= Robin Coger =

American biomedical engineer and academic administrator

Robin N. Coger is an American biomedical engineer and academic administrator, formerly the provost and senior vice chancellor for academic affairs at East Carolina University. Her research as a biomedical engineer has focused on artificial organs and particularly on liver support systems.

==Education and career==
Coger majored in mechanical engineering at Cornell University, graduating in 1988. She went to the University of California, Berkeley for graduate study in mechanical engineering, earning a master's degree in 1990 and completing her doctorate there in 1993.

She was a postdoctoral researcher at the Harvard Medical School and Massachusetts General Hospital before joining the faculty at the University of North Carolina at Charlotte in 1996. At the University of North Carolina, she founded the Center for Biomedical Engineering Science, and served as interim department chair. In 2011, she moved to North Carolina A&T State University to become dean of engineering and professor of mechanical engineering. In 2022 she moved again, to her most recent administrative position as provost and senior vice chancellor for academic affairs at East Carolina University.

Coger has chaired the Council of Engineering Deans of Historically Black Colleges and Universities.

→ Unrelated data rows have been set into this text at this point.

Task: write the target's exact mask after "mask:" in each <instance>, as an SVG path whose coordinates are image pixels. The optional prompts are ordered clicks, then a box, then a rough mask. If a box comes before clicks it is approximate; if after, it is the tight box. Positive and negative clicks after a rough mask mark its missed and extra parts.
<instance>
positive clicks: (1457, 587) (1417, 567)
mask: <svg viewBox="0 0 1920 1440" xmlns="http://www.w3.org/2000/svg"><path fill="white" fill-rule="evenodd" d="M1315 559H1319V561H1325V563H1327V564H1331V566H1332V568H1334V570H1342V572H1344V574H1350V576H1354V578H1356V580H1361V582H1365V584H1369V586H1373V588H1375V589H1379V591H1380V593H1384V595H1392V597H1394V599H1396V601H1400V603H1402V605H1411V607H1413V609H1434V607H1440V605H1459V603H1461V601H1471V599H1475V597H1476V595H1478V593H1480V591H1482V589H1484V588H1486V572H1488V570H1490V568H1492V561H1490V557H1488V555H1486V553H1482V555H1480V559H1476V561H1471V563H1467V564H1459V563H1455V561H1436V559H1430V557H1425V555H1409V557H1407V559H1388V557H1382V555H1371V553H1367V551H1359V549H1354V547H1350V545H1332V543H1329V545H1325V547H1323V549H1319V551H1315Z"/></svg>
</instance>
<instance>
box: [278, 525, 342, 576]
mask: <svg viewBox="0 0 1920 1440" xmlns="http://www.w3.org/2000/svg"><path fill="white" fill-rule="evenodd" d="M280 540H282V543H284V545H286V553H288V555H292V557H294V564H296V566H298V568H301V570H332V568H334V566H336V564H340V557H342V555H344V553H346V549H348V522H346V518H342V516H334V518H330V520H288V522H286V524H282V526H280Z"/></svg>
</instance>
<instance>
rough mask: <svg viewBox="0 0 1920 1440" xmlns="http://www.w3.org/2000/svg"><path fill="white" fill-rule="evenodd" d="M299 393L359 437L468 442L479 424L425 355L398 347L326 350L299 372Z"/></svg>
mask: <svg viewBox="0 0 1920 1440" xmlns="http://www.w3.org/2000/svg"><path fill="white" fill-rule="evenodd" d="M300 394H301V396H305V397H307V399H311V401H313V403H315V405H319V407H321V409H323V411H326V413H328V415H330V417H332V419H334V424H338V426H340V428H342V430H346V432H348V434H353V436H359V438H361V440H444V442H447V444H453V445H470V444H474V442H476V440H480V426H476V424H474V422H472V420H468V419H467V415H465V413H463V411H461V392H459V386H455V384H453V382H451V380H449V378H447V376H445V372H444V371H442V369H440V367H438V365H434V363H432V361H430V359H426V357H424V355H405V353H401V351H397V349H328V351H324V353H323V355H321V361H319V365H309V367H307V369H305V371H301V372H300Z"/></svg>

She is also a member of the Board of Directors of FIRST, a youth robotics community delivering robotics competitions throughout the world.

==Recognition==
Coger was named an ASME Fellow and a Fellow of the American Institute for Medical and Biological Engineering "for significant contributions in building biomedical engineering programs, and in the fields of liver tissue engineering and biopreservation", both in 2010.

In 2019, she was featured on the cover of US Black Engineer magazine, which called her "a true visionary leader", and highlighted the college she headed as the country's "top producer of Black engineers". Dr. Coger is also a 2024 ASME Dedicated Service Awardee, which honors "unusual dedicated voluntary service to the Society marked by outstanding performance, demonstrated effective leadership, prolonged and committed service, devotion, enthusiasm and faithfulness".